PARIS.- Carré Rive Gauche association announces the creation of Carré Rive Gauche Endowment Fund. The purpose of the fund is multiple: providing financial backing for restoring art works, designing the presentation of a museum collection that has not yet been exhibited to the public, organizing exhibitions and publications in the field of art or creation in the areas of design and crafts Made in France such as painting, sculpture, photography, woodwork or tapestry.
The antique dealers and art galleries of the association are the first contributors to this innovative means of patronage and are thus adopting an unprecedented philanthropic attitude.
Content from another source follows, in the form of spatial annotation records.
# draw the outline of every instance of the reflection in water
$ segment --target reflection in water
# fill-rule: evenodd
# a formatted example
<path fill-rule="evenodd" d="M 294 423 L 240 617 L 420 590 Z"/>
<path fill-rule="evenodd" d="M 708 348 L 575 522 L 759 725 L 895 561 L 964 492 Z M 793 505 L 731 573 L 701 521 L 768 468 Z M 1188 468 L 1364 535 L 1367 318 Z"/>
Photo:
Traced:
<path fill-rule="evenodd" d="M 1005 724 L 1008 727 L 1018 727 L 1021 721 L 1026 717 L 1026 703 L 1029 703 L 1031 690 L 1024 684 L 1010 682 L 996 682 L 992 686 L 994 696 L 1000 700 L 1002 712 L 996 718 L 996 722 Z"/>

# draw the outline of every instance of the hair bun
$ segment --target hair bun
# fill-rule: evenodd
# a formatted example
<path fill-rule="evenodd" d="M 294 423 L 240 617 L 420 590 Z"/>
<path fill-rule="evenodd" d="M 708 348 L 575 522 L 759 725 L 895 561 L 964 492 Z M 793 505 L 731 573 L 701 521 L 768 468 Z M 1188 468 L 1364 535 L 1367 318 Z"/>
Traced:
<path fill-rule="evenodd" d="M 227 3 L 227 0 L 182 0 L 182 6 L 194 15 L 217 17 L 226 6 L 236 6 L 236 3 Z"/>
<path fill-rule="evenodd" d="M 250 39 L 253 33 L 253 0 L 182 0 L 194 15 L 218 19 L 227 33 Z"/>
Two funding projects are planned for the year 2015, initiating the philanthropic momentum sought after by the Carré Rive Gauche Endowment Fund, which has chosen, for this first year of its existence, to focus specifically on the restoration of works of French heritage:
The Carré Rive Gauche Endowment Fund is to finance to the amount of 10,000 euros the restoration of the painting by Victor Schnetz (1787-1870), Combat devant lHôtel de Ville de Paris le 28 juillet 1830. This canvas of 4x4m, charged with highly symbolic republican values, has been kept in the museums storage area.
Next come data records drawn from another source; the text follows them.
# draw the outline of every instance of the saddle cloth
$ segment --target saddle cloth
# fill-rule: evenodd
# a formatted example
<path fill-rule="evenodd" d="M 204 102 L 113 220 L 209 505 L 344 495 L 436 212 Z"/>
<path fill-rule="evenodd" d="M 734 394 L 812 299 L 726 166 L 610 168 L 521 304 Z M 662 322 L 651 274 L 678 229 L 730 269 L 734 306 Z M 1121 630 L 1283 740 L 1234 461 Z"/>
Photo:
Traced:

This funding will enable the painting to be restored and hung within a new gallery painted in red and now dedicated to the romantic period. This forgotten masterpiece will be unveiled at the Petit Palais on 19 September 2015, on the occasion of European Heritage Days.
In partnership with the musée des Arts décoratifs, the Carré Rive Gauche Endowment Fund has also chosen to finance to the amount of 5,000 euros, the restoration of a four-panel wrought iron screen created by Raymond Subes (1891 - 1970) in around 1934 and produced in the Borderel et Robert workshops in Paris. This screen was presented in the entrance hall of the "French Family Household" in the Palais de la France at the Universal and International Exhibition in Brussels in 1935.
To be unveiled on 19 September, on the occasion of the European Heritage Days, this screen will be exhibited in the final room of the Art Nouveau-Art Deco department, on the third floor of the Marsan pavilion.